Vous êtes depuis les premières chansons la plume du groupe. Trouvez-vous toujours facilement l’inspiration et le groupe valide-t-il automatiquement vos textes ?
L’inspiration, je l’ai, mais ce n’est pas toujours évident. J’ai la volonté de ne pas bâcler les textes, de me renouveler. Parfois, j’écris des chansons en un seul jet, en quelques minutes. Et il y en a d’autres que je mets trois ans à écrire, sur lesquelles je reviens… Nous nous connaissons tous par cœur. Nous partageons beaucoup de valeurs communes, donc je sais ce qui va plaire ou pas. Il y a d’ailleurs des textes que j’écris tout en sachant que je ne vais pas les mettre dans l’album, parce que c’est trop personnel ou pas adapté. Mais depuis nos débuts, le groupe a validé la quasi-totalité des chansons que j’ai proposées.
Avez-vous l’ambition de faire passer des messages à travers vos textes ?
Nous sommes des citoyens comme des autres. Nous exprimons nos opinions, mais nous ne sommes pas des prophètes. Ce ne sont que nos opinions. Ce qui nous a plu dans le reggae à l’origine, c’est que les textes des chansons avaient un sens. Nous avons la chance d’avoir un micro, un auditoire. Nous essayons de nous en servir avec respect en exprimant nos convictions, ce que la vie nous inspire, sans plus de prétention que cela.
Vous sentez-vous militant ?
Non, j’ai beaucoup trop de respect pour des militants qui bossent dans des associations et qui se démènent. Nous, nous écrivons nos petites chansons et, en plus, nous gagnons notre vie avec. On a fait plus militant que cela dans la vie ! Nous nous exprimons en tant que citoyens mais militer, c’est plus que cela. La seule chose sur laquelle nous nous sommes toujours exprimés, c’est le devoir d’aller voter. Pour qui que ce soit… Dans le groupe, nous n’avons jamais souhaité apporter un soutien à l’un ou l’autre des partis politiques. D’abord parce que nous n’avons pas tous toujours voté pour les mêmes personnes, même si nos sensibilités sont semblables, et ensuite parce que l’on veut garder une certaine liberté.
Quel est votre point de vue sur la politique culturelle grenobloise ?
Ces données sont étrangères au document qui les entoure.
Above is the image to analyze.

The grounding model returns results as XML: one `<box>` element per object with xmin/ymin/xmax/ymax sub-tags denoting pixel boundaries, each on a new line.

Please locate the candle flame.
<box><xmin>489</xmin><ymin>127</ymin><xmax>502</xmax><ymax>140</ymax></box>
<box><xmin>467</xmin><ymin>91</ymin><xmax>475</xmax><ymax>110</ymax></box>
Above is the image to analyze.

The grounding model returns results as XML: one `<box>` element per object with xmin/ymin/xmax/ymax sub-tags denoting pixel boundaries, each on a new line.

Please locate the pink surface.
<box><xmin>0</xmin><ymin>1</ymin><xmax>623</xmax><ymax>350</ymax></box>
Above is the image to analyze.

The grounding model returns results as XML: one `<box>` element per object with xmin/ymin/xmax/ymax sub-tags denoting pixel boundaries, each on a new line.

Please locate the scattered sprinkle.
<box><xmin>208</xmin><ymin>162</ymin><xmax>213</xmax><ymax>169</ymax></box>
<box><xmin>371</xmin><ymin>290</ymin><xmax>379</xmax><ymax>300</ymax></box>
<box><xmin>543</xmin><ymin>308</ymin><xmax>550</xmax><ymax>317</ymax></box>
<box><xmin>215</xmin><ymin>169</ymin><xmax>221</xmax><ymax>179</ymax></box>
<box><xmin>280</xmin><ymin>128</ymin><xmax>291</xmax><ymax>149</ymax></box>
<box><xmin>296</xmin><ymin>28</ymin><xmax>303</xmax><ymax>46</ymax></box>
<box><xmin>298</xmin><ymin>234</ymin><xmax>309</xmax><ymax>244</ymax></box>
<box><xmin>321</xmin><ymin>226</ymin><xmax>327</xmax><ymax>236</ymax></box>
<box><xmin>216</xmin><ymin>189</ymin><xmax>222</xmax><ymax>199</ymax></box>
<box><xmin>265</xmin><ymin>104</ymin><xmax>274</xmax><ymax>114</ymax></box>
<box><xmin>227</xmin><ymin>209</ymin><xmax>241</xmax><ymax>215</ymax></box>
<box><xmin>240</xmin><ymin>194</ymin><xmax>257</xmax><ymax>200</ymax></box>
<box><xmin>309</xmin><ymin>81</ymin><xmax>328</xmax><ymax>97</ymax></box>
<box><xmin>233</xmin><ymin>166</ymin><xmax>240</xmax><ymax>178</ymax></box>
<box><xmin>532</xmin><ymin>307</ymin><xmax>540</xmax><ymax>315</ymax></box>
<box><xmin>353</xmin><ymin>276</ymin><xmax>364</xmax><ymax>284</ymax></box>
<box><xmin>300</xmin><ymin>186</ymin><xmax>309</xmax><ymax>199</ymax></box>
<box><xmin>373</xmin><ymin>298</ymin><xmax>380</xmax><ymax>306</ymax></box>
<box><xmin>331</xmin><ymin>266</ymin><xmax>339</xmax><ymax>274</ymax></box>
Je me suis beaucoup exprimé sur le sujet, sans que cela n’avance vraiment. Les premiers rendez-vous avec la mairie pour la salle de concert qui ouvrira l’an prochain à Bouchayet-Viallet datent de 1998. Ca fait quinze ans ! Et puis, je ne vis plus à Grenoble depuis six ans (ndlr : Mike est le seul membre du groupe à ne plus habiter dans la région grenobloise ; il vit désormais à Crest, dans la Drôme). J’ai donc un regard extérieur. Après, il ne faut pas tout voir en noir, il y a de bonnes choses, comme la naissance de la Bobine. Je pense que la culture est importante et que l’argent public n’est pas toujours utilisé comme il le devrait. Mais il y a tellement de personnes qui sont encore mal logées et mal nourries qu’il y a d’autres priorités aujourd’hui…
Et que pensez-vous de la politique culturelle conduite au niveau national ?
L’argent ne va qu’aux gros. Il y a de plus en plus de festivals qui ont la tête sous l’eau, de labels indépendants qui déposent le bilan… La culture, ce n’est pas seulement ce que TF1 nous montre. Enfin, je l’espère… Pour les générations futures, l’information culturelle doit être plus large.
Le CD étant en voie de disparition, comment voyez-vous l’avenir des artistes ?
Le marché s’est effondré. On a changé de monde et vécu une révolution du disque en dix ans. Nous n’allons pas nous plaindre personnellement. Nous vivons bien de notre musique, même si ce sont désormais très majoritairement nos concerts qui nous font vivre. Pour les jeunes générations, c’est plus complexe. Le modèle ne fonctionne plus. Il faut le réinventer.
Votre neuvième album est en préparation. Pouvez-vous nous en dire plus ?
Nous espérons qu’il sera dans les bacs pour le printemps prochain. Il n’y aura pas de thématique particulière. Comme dans nos précédents albums, les chansons seront liées à nos vies.